For the Data Seeking & Access Assignment and the Data Reference Worksheet that went with it, I had to look for datasets on the research topic of "grey literature" in different databases, repositories, and portals and rate them. Some of the information retrieval systems searched and assessed include data.gov, re3data, and EDGAR, as well as the Data Archiving and Networking Service (DANS) The information retrieval systems were evaluated first on relevance to the research topic, then on data availability. After discovering two useful datasets, I list the attributes for each and detail my search process.
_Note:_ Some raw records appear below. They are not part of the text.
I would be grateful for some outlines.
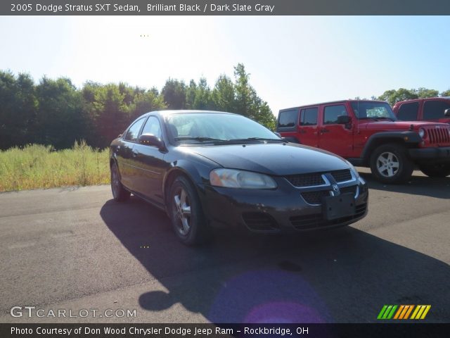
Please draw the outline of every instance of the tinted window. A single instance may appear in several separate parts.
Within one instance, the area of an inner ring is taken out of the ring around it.
[[[323,124],[334,125],[338,123],[338,116],[347,115],[345,106],[328,106],[323,111]]]
[[[142,134],[153,134],[157,137],[161,137],[161,126],[158,118],[155,116],[148,118],[142,130]]]
[[[294,127],[298,120],[298,109],[280,112],[278,127]]]
[[[134,123],[133,123],[131,126],[128,129],[128,131],[127,132],[127,134],[125,135],[125,139],[127,141],[131,141],[134,142],[137,142],[139,130],[141,130],[141,127],[142,127],[142,124],[145,120],[146,120],[145,118],[141,118],[137,121],[136,121]]]
[[[397,117],[399,120],[401,120],[402,121],[413,121],[417,120],[417,112],[418,110],[418,102],[403,104],[400,106],[399,113]]]
[[[302,109],[302,125],[315,125],[317,124],[317,115],[319,108],[307,108]]]
[[[426,101],[423,104],[423,119],[438,120],[444,118],[444,112],[450,108],[450,103],[445,101]]]

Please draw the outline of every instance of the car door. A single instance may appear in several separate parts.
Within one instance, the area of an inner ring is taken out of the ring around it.
[[[122,184],[131,191],[134,190],[133,177],[136,175],[133,146],[138,141],[138,135],[145,120],[146,118],[141,118],[130,125],[122,138],[120,148],[117,149],[117,157]]]
[[[321,111],[322,125],[319,130],[319,148],[346,157],[353,148],[353,130],[345,125],[338,123],[338,117],[348,115],[345,104],[323,106]]]
[[[152,134],[163,138],[161,124],[157,116],[150,115],[141,134]],[[163,204],[162,179],[168,165],[164,161],[165,151],[158,147],[139,142],[133,146],[133,161],[136,168],[134,177],[134,191],[154,203]]]
[[[302,144],[319,146],[319,107],[302,108],[298,126],[299,138]]]

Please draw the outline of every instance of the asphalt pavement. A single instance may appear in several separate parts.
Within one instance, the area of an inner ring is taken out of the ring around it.
[[[424,321],[450,322],[450,177],[383,185],[361,172],[357,223],[218,231],[200,247],[109,186],[0,194],[0,323],[375,323],[385,304],[429,304]]]

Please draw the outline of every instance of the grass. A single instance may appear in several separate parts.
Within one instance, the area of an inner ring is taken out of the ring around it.
[[[0,192],[110,182],[108,149],[82,141],[71,149],[30,144],[0,151]]]

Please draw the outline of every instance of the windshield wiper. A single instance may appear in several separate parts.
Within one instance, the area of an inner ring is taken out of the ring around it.
[[[245,142],[245,141],[274,141],[276,142],[283,142],[285,143],[286,141],[281,139],[266,139],[264,137],[247,137],[246,139],[229,139],[229,141],[236,141],[237,142]]]
[[[228,139],[214,139],[212,137],[193,137],[193,136],[186,136],[181,137],[175,137],[174,139],[175,141],[183,141],[183,140],[193,140],[193,141],[198,141],[200,142],[224,142],[228,141]]]

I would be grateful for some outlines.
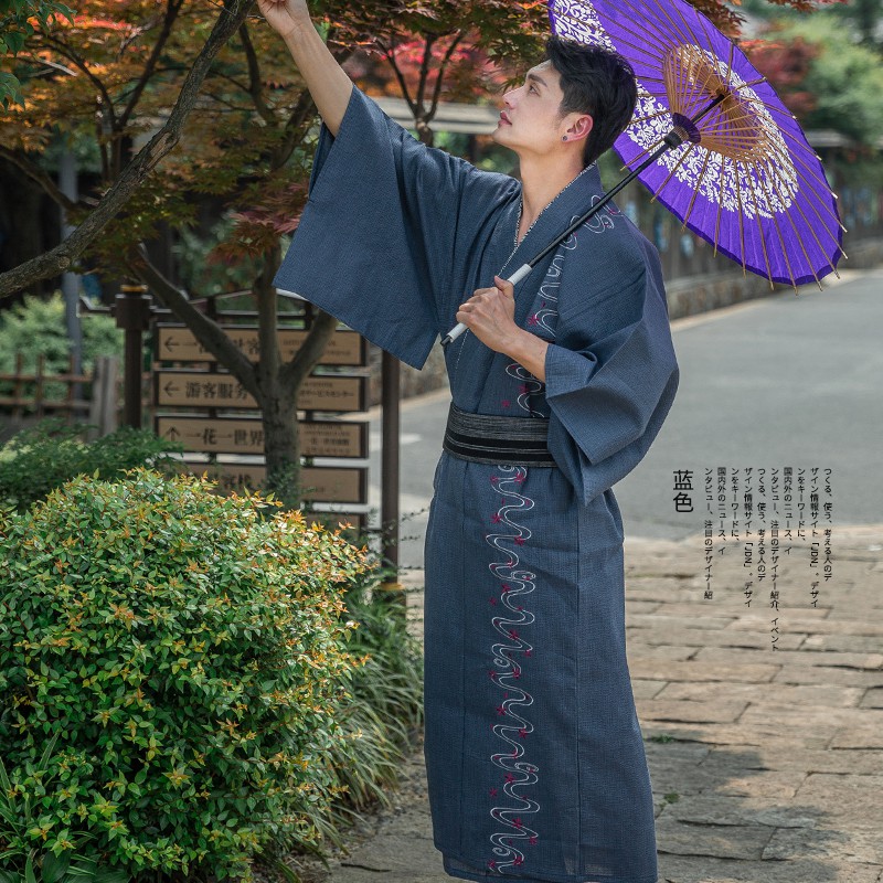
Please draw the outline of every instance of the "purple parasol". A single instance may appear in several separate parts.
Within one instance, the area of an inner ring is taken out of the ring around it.
[[[684,0],[550,0],[549,15],[628,58],[638,105],[614,147],[632,169],[657,155],[638,178],[684,226],[770,283],[837,274],[844,227],[819,158],[709,19]]]

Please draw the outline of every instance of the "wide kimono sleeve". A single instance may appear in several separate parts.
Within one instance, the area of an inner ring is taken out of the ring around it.
[[[422,368],[464,300],[456,267],[517,187],[421,143],[353,86],[337,137],[321,128],[274,285]]]
[[[679,379],[658,255],[637,231],[610,240],[562,279],[545,360],[549,448],[586,504],[641,460]]]

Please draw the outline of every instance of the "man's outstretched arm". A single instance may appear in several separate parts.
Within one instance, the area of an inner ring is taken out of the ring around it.
[[[319,36],[306,0],[257,0],[257,4],[285,40],[325,125],[337,135],[352,95],[352,81]]]

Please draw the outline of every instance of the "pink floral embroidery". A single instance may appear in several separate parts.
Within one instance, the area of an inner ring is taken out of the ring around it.
[[[524,375],[521,379],[526,380]],[[493,865],[489,862],[488,866],[498,873],[506,873],[507,869],[523,864],[523,847],[528,838],[536,834],[525,825],[525,813],[540,810],[529,787],[538,783],[539,770],[535,765],[525,763],[526,746],[530,744],[526,736],[534,730],[534,723],[526,717],[526,710],[533,704],[533,696],[521,685],[522,680],[528,680],[521,678],[521,661],[533,649],[523,637],[530,630],[523,627],[530,626],[535,617],[529,605],[515,603],[523,602],[536,586],[534,574],[524,568],[520,561],[521,553],[515,551],[530,539],[531,531],[512,520],[517,510],[529,511],[534,506],[533,500],[520,492],[528,470],[518,466],[500,466],[499,470],[494,476],[497,480],[491,482],[501,497],[499,509],[492,517],[493,524],[499,526],[494,533],[486,535],[486,541],[502,553],[490,565],[491,572],[500,581],[492,623],[507,642],[500,642],[497,638],[492,645],[497,670],[491,673],[491,679],[494,684],[504,688],[506,701],[494,703],[493,720],[497,723],[491,723],[491,730],[504,745],[501,746],[503,751],[491,755],[490,759],[504,773],[504,784],[499,797],[496,790],[490,792],[490,797],[494,798],[490,815],[499,827],[490,837],[497,858],[492,860]],[[519,815],[513,820],[515,813]]]

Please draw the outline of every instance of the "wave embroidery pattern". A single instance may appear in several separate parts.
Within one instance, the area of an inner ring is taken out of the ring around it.
[[[509,746],[507,751],[491,755],[491,762],[503,770],[502,791],[510,798],[509,806],[494,806],[490,815],[507,830],[491,834],[496,859],[488,861],[491,871],[502,873],[504,868],[520,868],[524,863],[524,851],[520,847],[535,845],[538,833],[524,821],[529,813],[538,812],[540,805],[530,797],[518,794],[515,788],[535,785],[539,780],[535,764],[522,760],[525,754],[525,740],[533,733],[533,724],[521,712],[533,704],[533,696],[520,684],[522,666],[518,656],[529,658],[533,647],[519,634],[518,629],[534,621],[534,615],[521,603],[524,596],[535,589],[536,575],[520,568],[520,558],[515,551],[531,536],[531,531],[515,523],[511,514],[517,511],[528,512],[533,509],[534,501],[520,493],[520,488],[528,477],[522,466],[499,466],[499,475],[491,478],[491,483],[502,497],[502,503],[493,517],[499,530],[507,532],[489,533],[487,542],[503,555],[502,561],[490,564],[491,573],[500,581],[500,602],[507,613],[493,617],[493,627],[504,638],[492,646],[494,668],[490,672],[491,680],[503,691],[503,699],[497,706],[497,715],[504,717],[502,723],[493,724],[493,732]],[[496,606],[496,600],[494,600]],[[496,797],[497,788],[491,788]],[[514,806],[512,805],[514,804]],[[514,844],[518,841],[518,845]]]

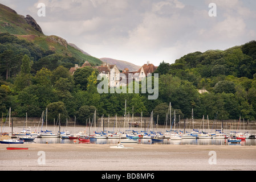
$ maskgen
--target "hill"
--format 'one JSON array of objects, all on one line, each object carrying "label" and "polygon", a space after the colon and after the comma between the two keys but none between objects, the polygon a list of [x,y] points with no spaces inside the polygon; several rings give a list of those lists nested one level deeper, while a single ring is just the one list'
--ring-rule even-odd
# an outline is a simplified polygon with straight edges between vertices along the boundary
[{"label": "hill", "polygon": [[127,61],[108,57],[100,58],[100,60],[103,62],[107,62],[110,64],[115,64],[117,67],[118,69],[121,70],[124,70],[124,68],[128,68],[130,71],[137,71],[141,67],[135,65]]}]

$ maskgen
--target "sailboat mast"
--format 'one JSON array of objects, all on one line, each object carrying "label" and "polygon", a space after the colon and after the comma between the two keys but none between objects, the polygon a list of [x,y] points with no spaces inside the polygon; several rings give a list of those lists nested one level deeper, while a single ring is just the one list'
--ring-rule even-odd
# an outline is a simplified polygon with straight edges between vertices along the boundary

The Data Seeking & Access Assignment demonstrates Competency E by the skills involved with systematically searching and assessing several databases. The evaluation process reflected a critical approach to assessing information retrieval systems for relevant criteria. By identifying and detailing the attributes of two useful datasets, the project illustrates the principles of database evaluation and the importance of thorough search processes, as well as the identification of object attributes.
Conclusion
The knowledge and skills I have gained through my exploration of information retrieval systems will undoubtedly shape my future as an information professional. Understanding the intricacies of system design, querying techniques, and evaluation metrics has equipped me with the tools necessary to create and refine effective information retrieval solutions. As I move forward in my career, I am committed to applying these principles to enhance user experiences and ensure that information is not only accessible but also relevant and precise. Database design, querying, and evaluation are of significant interest to me professionally. I hope to contribute to the development of systems that meet the diverse needs of users in an increasingly complex information landscape in a significant way. I will empower library patrons to navigate and utilize information retrieval effectively in order to cultivate a more informed and literate society.
References
Chowdhury, G. G. (2010). Introduction to Modern Information Retrieval (3rd ed.). ALA Neal-Schuman
Library of Congress. (2007). Library of Congress: Pre- vs. post-coordination and related issues. https://www.loc.gov/catdir/cpso/pre_vs_post.pdf
Manning, C. D., Raghavan, P., & Schütze, H. (2008). Introduction to Information Retrieval. Cambridge: Cambridge University Press
Tucker, V.M. (2024, August) Design concepts in information retrieval: Creating user-centered systems, search engines, and sites. Free PDF download from the INFO 202 course blog: https://ischoolblogs.sjsu.edu/202/textbook. (open access)
Weedman, J. (2017). Design science in the information sciences. In J. D. McDonald and M. Levine-Clark (Eds.), Encyclopedia of library and information sciences (4th ed., pp. 1242-1255).
Weedman, J. (2018). Information retrieval: Designing, querying, and evaluating information systems. In K. Haycock & M.-J. Romaniuk (Eds.), The Portable MLIS: Insights from the Experts (2nd ed., pp 171-185). Libraries Unlimited.